Par conséquent, la société GEC 7 ne démontre pas avoir subi un préjudice locatif, et celui-ci ne pourrait, en tout état de cause, pas consister dans le préjudice issu de l’absence de location des chambres 1411, 1412, 1426, 1427, 1428 et 1429.
Elle sera déboutée de sa demande de ce chef.
III. Sur la demande de prise en charge des travaux de reprise effectués en février 2023
Les sociétés GEC 7 et Youfirst sollicitent la condamnation in solidum des sociétés Hexactus, SMABTP et Axa France Iard au paiement de la somme de 802,39 euros, exposés pour les travaux de reprise effectués en février 2023.
Les défenderesses concluent au débouté.
En l’espèce, il résulte du rapport d’expertise que la société GEC 7 a avancé les frais de réparation à hauteur de 802,39 euros en février 2023, pour le règlement de la société Hexactus.
Dès lors la société Youfirst, qui n’a pas réglé les frais en question, sera déboutée de sa demande.
Compte tenu des développements précédents concernant, d’une part, la mobilisation de la garantie de l’assureur dommages-ouvrage lorsque les travaux financés ne sont pas efficaces et pérennes, et d’autre part l’absence de garantie décennale due par la société Hexactus, il y a lieu de condamner la société SMABTP à verser à la société GEC 7 la somme de 802,39 euros au titre des frais réparatoires avancés durant l’expertise.
IV. Sur les appels en garantie
La SMABTP appelle en garantie les sociétés Hexactus et Axa France Iard.
Toutefois, dans la mesure où la société Hexactus a été mise hors de cause, la SMABTP sera déboutée de sa demande d’appel en garantie.

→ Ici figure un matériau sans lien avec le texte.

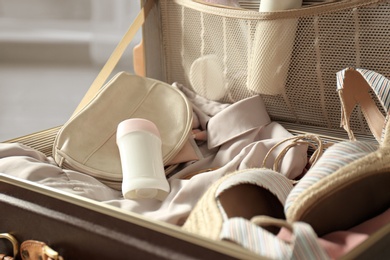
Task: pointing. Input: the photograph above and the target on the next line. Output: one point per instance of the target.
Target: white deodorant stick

V. Sur les demandes accessoires
Vu les articles 696 et 700 du code de procédure civile,
Il y a lieu de condamner la SMABTP aux entiers dépens de l’instance, en ce compris les frais d’expertise, ainsi qu’à payer à la société GEC 7 la somme de 2.000 euros en application des dispositions de l’article 700 du code de procédure civile.
La société GEC 7 sera condamnée à payer à la société Hexactus et à la SA Axa France Iard la somme de 2.000 euros en application des dispositions de l’article 700 du code de procédure civile.
Les autres demandes fondées sur ces dispositions seront rejetées.
Il sera par ailleurs rappelé qu’en application des dispositions de l’article 514 du code de procédure civile, l’exécution provisoire est de droit.
PAR CES MOTIFS
Le tribunal judiciaire, statuant publiquement par jugement mis à disposition au greffe, contradictoire et en premier ressort,
Déboute la société Youfirst Campus de ses demandes formées en réparation de ses préjudices locatifs à l’encontre de la société SMABTP ;
Déboute la société Youfirst Campus et la société GEC 7 de leurs demandes formées en réparation de leurs préjudices locatifs à l’encontre de la société Hexactus et de son assureur la SA Axa France Iard ;
Déboute la société GEC 7 de sa demande en réparation de la perte de chance de louer les appartements [Cadastre 1], [Cadastre 2], [Cadastre 3], [Cadastre 4], [Cadastre 5] et [Cadastre 6] à leur loyer plein ;
Déboute la société Youfirst Campus de sa demande formée à l’encontre de la SMABTP, de la société Hexactus et de son assureur la SA Axa France Iard au titre du paiement des travaux de reprise effectués en février 2023 ;
Condamne la société SMABTP, assureur dommages-ouvrage, à verser à la société GEC 7 la somme de 802,39 euros au titre du paiement des travaux de reprise effectués en février 2023 ;
Déboute la société SMABTP de ses appels en garantie ;
Condamne la société SMABTP aux entiers dépens de l’instance, en ce compris les frais d’expertise judiciaire ;
Condamne la SMABTP à verser à la société GEC 7 la somme de 2.000 euros en application des dispositions de l’article 700 du code de procédure civile ;
Condamne la société GEC 7 à payer à la société Hexactus et à la SA Axa France Iard la somme de 2.000 euros en application des dispositions de l’article 700 du code de procédure civile ;
Rejette les autres demandes fondées sur les dispositions de l’article 700 du code de procédure civile ;
Rappelle que la présente décision est exécutoire de plein droit.